What inspired you to write this book? As I mentioned it was the seed of an idea years ago. It sat around in my head and changed shape. Parts of it wound up in my graduate thesis and then I took from my thesis and crafted some of the secondary characters for the novel. So much of what is in the novel were influences in my own life. I was a child of the 60’s, Motown was the soundtrack of my life. The house that Anita’s parents live in was the house I grew up in (elements of it). I remember when King was shot and Malcolm. I remember sneaking off to Harlem on the A train, going to the Apollo for the first time. So, many of those experiences are sprinkled throughout the novel. I think it gives it a sense of realism within the fantasy.

How have you changed as a writer since that first book? I think that the underpinnings of my stories have changed. I’m interested in many more things than I was 30 years ago and those interests find their way into my writing. I think I have a much broader range than I did in 1990. I would hope that my writing ability has gotten better. LOL

Which of your books (or series) would you recommend to readers not familiar with your work and why? Well, let’s see stand-alone titles I would recommend: RHYTHMS, GETTING HERS, and IN MY BEDROOM. I say those because each of them represent a different form of writing for me and will introduce readers to the scope of my work. As for series I would recommend: Lawsons of Louisiana series and Grants of D.C. Also, they may like the Quinten Parker series.

What do you see as your greatest accomplishment as an author? Longevity.  LOL

How do you feel about the state of the romance industry; in particular, the treatment of authors of color? The industry itself will endure. Period. It has for decades. Readers want fantasy with a touch of reality. They want a HEA. As for authors of colors-at the moment we are once again the flavor of the month; everyone wants “diversity” and a face of color at the helm. Will it change things? Maybe. The real power comes from the reader. They are the ones that can reshape the industry with their voice and their dollars.
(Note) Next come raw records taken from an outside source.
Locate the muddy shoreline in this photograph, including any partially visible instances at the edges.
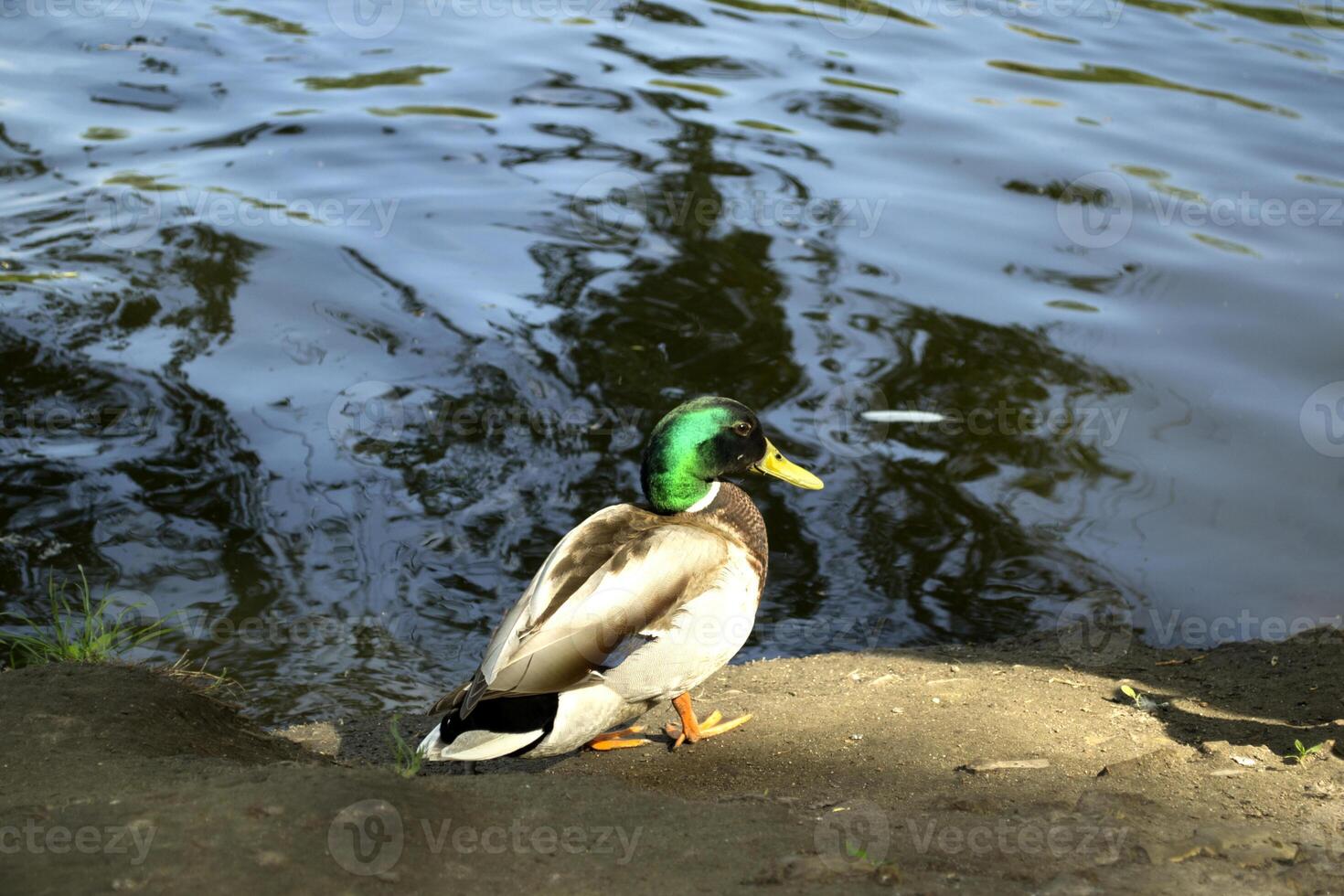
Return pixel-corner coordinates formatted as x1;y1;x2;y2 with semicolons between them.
0;629;1344;893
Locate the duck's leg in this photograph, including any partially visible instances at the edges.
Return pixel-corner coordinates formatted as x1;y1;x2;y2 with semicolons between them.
663;692;752;750
587;725;653;750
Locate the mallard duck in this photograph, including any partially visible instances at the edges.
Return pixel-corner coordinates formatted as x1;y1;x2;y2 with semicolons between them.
420;398;821;762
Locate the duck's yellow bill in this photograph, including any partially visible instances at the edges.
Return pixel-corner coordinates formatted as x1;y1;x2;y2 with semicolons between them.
752;439;823;490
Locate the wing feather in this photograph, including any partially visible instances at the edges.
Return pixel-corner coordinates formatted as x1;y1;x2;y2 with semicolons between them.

What’s next for Donna? I have a book coming up with Harlequin, on their Desire line. It’s actually the third book of the Grants of DC featuring the youngest Grant brother, Montgomery. And I have begun my dive into the history of one of the early free settlements on Long Island, NY (Sag Harbor), tentatively titled: I AM AYAH-THE WAY HOME, which will be published by Entangled who published Confessions. The new novel features Ayah who must return to her childhood home in Sag Harbor to handle family business, a place she never wanted return to, but what she discovers about the town and her ancestors, and her life …. Well you have to read the book!


If there was one thing you could tell your readers what would it be?
Read widely, Write reviews of books that you like, Buy those new books the first week of release (or pre-order them) it is soooo important.  I know that was three things but I think you would agree!

What advice would you give an aspiring author? Read. Please. Study the genre you want to write in. Take a class if needed. Understand that writing a good novel is a process. Write because you must, not to jump on the bandwagon of a trend. And remember that every story isn’t a novel.

How can readers reach you?

Twitter: @donnahill
Others: Instagram brooklyngirl737

RIC would like to thank Ms. Hill for taking to time out of her  busy schedule to share with her readers.